Meskipun di era modern Islam diperkenalkan ke Korea Selatan pada tahun 1950-an, namun para ilmuwan mengatakan bahwa hubungan lintas budaya di antara kedua belah pihak sebenarnya sudah terjadi dari sejak abad ke-7, yakni pada saat masa Kerajaan Silla di Korea dan Masa Keemasan Islam di Timur Tengah. Pada masa ini lah ajaran Islam membentang mulai dari Filipina di Timur sampai ke Semenanjung Iberia di Barat. “Pertemuan pertama Korea dengan Islam murni (karena urusan) komersial,” kata Lee Hee-soo, pakar budaya Islam terkemuka di Korea, dan profesor di Departemen Antropologi Budaya Universitas Hanyang.
Para pedagang dan saudagar Muslim melakukan perjalanan melalui Jalur Sutera ke ibukota Tang, Changan (hari ini dikenal dengan nama Xian), yang mana Kerajaan Silla memiliki hubungan politik dan bisnis yang erat. Hubungan komersial antara keduanya akhirnya berkembang menjadi hubungan budaya, seni, sains, dan teknologi. Hubungan tersebut dapat dilacak dari puisi dan nyanyian yang berasal dari masa tersebut yang menggambarkan kisah interaksi mereka.
Kedua belah pihak mempertahankan hubungan mereka terutama dalam perdagangan sampai kaum Muslim memperluas kontribusinya ke Korea dengan menjadi penasihat Dinasti Joseon (tahun 1392-1910) dalam urusan sains dan teknologi.
Datangnya orang-orang Islam pada waktu itu cukup membuat orang-orang Korea tertarik dan penasaran.

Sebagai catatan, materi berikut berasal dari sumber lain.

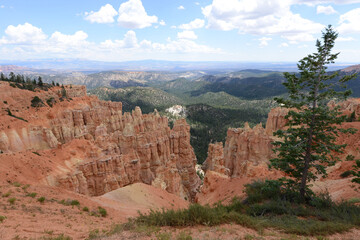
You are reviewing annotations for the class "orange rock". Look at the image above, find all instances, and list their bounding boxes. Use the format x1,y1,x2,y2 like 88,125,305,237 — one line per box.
0,81,200,201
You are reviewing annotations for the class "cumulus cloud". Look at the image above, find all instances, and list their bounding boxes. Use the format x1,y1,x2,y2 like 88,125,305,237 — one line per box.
259,37,271,47
338,8,360,34
50,31,88,45
117,0,158,29
280,42,289,47
177,30,198,39
202,0,323,42
159,20,166,26
100,30,138,49
0,23,221,60
84,4,118,23
178,18,205,30
0,23,47,44
316,5,337,15
178,5,185,10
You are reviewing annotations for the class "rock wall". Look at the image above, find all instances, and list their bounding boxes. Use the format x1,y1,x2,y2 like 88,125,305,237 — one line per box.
203,123,275,178
0,82,200,200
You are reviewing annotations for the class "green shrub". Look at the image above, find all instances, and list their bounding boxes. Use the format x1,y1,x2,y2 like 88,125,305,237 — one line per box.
340,170,353,178
38,196,46,203
31,96,44,107
2,192,11,197
27,192,37,198
98,207,107,217
0,215,6,223
12,182,21,187
8,197,16,204
82,206,89,212
70,200,80,206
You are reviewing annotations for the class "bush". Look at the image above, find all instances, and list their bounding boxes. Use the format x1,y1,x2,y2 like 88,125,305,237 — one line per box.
82,206,89,212
0,215,6,223
31,96,44,107
70,200,80,206
8,197,16,204
46,97,56,107
38,196,46,203
340,170,353,178
27,192,37,198
98,207,107,217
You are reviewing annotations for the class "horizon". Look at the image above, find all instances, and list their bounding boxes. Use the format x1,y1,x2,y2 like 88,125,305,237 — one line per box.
0,0,360,63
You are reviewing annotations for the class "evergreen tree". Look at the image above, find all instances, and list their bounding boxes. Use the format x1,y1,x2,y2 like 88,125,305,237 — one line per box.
270,26,357,201
38,76,43,86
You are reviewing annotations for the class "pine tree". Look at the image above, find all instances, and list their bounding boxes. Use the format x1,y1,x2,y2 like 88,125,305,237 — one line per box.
270,25,357,201
38,76,43,87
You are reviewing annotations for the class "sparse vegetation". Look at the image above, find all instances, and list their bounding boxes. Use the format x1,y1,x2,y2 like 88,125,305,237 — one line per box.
125,180,360,236
70,200,80,206
98,207,107,217
0,72,57,91
27,192,37,198
82,206,89,212
31,96,45,107
38,196,46,203
8,197,16,204
0,215,6,223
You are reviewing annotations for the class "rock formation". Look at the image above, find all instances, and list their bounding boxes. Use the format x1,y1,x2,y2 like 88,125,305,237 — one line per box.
203,122,275,178
0,82,200,200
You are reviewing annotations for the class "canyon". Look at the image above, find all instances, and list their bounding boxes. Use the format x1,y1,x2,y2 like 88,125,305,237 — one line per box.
0,81,200,201
1,81,360,239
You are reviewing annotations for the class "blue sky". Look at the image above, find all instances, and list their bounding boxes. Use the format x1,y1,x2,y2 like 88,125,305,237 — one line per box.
0,0,360,63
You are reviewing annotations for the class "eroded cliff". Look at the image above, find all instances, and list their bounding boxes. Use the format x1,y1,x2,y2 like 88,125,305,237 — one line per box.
0,81,200,200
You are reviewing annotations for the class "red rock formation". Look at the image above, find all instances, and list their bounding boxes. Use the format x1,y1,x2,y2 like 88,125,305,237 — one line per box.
265,107,289,135
203,123,275,178
202,142,230,176
0,81,200,200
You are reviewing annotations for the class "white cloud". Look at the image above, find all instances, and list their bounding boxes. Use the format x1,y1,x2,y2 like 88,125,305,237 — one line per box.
280,42,289,47
316,5,337,15
171,26,177,29
294,0,360,6
159,20,166,26
195,2,200,6
178,5,185,10
259,37,271,47
117,0,158,29
1,5,4,8
202,0,323,42
50,31,88,45
0,23,47,44
177,30,198,40
84,4,118,23
337,36,355,42
100,30,138,49
338,8,360,34
178,18,205,30
0,23,221,61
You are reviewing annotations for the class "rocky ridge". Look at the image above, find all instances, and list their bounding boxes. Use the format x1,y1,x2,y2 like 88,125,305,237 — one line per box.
0,81,200,200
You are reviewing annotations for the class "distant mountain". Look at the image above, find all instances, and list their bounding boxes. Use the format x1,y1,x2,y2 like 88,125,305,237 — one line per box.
89,87,184,113
341,64,360,73
191,71,286,99
1,59,351,72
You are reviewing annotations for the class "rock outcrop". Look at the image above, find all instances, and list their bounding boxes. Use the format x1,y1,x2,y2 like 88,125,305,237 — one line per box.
0,82,200,200
203,122,275,178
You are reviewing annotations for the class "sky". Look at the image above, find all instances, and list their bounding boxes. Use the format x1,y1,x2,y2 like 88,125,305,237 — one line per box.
0,0,360,63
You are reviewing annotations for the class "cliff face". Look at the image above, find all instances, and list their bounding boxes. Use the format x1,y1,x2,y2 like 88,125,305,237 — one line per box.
203,122,275,178
0,82,200,200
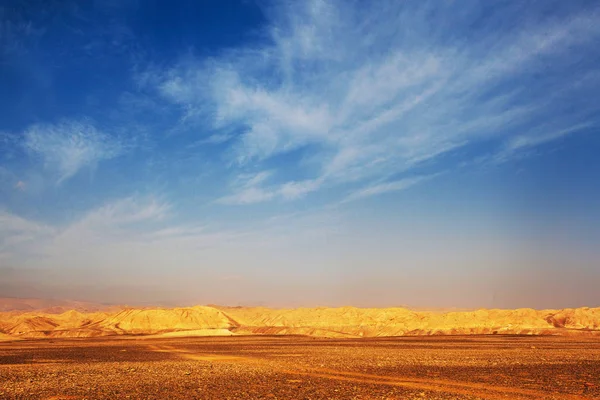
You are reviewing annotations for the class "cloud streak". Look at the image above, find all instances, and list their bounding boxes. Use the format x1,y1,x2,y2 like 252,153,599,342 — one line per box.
23,120,125,184
0,196,221,267
217,170,323,205
0,210,55,261
2,0,599,307
344,174,441,203
145,0,600,204
0,194,342,280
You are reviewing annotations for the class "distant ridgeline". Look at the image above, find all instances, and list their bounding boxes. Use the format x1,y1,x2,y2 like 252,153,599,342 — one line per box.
0,305,599,340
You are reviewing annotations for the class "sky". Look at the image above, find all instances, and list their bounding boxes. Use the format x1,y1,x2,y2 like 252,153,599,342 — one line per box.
0,0,599,309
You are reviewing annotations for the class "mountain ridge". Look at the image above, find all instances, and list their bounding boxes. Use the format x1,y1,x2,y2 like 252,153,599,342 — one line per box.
1,304,599,340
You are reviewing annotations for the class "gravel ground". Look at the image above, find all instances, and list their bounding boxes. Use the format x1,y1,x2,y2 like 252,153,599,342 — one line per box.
1,335,599,399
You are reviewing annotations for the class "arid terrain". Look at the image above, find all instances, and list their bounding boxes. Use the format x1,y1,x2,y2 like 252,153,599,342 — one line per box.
1,302,600,340
1,301,599,398
1,335,599,399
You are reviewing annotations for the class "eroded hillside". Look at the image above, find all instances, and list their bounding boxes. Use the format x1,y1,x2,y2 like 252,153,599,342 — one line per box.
1,305,599,340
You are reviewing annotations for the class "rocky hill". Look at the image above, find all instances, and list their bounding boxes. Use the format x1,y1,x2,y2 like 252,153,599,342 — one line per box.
0,303,599,340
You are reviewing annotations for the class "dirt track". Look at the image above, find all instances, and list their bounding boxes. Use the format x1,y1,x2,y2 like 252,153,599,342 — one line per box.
1,335,599,399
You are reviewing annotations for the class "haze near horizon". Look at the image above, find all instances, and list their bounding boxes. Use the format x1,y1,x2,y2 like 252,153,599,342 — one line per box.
1,0,599,309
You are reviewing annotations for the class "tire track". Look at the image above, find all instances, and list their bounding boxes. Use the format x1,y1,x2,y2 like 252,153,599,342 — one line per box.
148,344,591,400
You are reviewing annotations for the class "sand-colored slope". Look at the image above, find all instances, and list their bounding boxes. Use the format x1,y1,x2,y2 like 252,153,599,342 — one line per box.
219,306,600,337
0,304,599,339
0,332,17,341
96,306,232,334
546,307,600,329
0,306,234,338
0,309,110,338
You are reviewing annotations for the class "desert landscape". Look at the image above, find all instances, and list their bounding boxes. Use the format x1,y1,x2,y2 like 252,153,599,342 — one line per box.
1,299,600,340
1,300,600,399
3,0,600,398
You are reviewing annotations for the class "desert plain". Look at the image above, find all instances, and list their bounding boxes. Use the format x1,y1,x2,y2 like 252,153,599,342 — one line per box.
1,300,600,399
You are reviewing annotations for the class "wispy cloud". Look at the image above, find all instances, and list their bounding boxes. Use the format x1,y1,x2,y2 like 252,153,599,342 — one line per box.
505,123,593,153
0,211,53,238
217,171,274,205
217,170,323,205
343,174,441,203
23,120,125,184
0,195,224,266
488,122,595,165
187,133,235,148
0,210,55,258
217,186,275,205
142,1,600,203
0,194,337,276
66,196,170,232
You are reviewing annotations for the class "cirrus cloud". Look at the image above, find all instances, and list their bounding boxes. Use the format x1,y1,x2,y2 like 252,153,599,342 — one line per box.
23,120,125,184
141,0,600,204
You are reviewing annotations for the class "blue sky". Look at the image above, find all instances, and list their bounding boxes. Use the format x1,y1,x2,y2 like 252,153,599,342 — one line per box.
1,0,599,308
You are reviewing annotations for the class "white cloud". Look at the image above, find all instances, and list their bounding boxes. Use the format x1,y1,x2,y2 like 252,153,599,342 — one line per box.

Meskipun kemudian akhirnya pada tahun 1427, di bawah kepemimpinan Sejong Agung, Dinasti Joseon mengeluarkan sebuah dekrit kerajaan yang melarang dilakukannya praktek ritual dan penggunaan pakaian Muslim. Hal itu merupakan salah satu rangkaian dari kebijakan isolasionis Dinasti Joseon yang dimaksudkan untuk membatasi kontak warga Korea dengan orang-orang dari negara asing
Dinasti tersebut kemudian hanya melakukan kontak reguler dengan China dan Jepang, dan mereka mengisolasi diri dari negara-negara lain di dunia. Itulah sebabnya dinasti ini kadang-kadang diberi label sebagai “kerajaan pertapa”. Maka, sejak tahun 1427, kontak Korea dengan dunia Muslim terputus.